The study shows the vaccine provides protection from the flu for moms and their babies, and partial protection for pregnant women who already have the flu.
Pregnant women who get the flu are at higher risk of hospitalization and even death in comparison to non-pregnant women.
That's why doctors say the best option is to get the flu vaccine, a move backed up by the new data.
The study finds the influenza vaccine safe and effective for pregnant women, even if their immune system has been compromised.
"All pregnant women should get the vaccine because it's 100 percent safe in pregnancy," maternal-fetal medicine Dr.
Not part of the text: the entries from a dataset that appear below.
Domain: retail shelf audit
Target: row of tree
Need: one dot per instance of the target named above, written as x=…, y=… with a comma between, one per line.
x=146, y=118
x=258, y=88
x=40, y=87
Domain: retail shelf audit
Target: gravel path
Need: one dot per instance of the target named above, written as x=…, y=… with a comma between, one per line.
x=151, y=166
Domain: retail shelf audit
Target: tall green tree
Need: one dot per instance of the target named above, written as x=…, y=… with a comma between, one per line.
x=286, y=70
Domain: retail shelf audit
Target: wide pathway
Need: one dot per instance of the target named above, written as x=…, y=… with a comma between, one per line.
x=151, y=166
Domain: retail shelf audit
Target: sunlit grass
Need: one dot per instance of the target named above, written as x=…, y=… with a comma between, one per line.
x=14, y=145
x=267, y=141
Erin Burnett said.
Burnett, of UF Health Jacksonville, said one of the most common questions pregnant patients ask is, will the flu vaccine hurt my baby?
Burnett said not only is it safe for the baby, but it will aid the baby when he or she is out of the womb.
"I don't think a lot of moms realize it, but when they form antibodies, they actually get transmitted to the baby, so the baby then actually is then safe and decreases their risk of getting the flu, which is really important because babies less than 6 months can't get the flu vaccine," Burnett said.
Alina Castillo, who's expecting her first child, thinks the decision is for each mom to make with her doctor.
"I never really had taken the flu shot not being pregnant, so it's not something I would do being pregnant," Castillo said. "I think it's all up to how you feel."
The Centers for Disease Control and Prevention recommends all expecting moms get vaccinated, but it's also recommended they talk to their doctor first.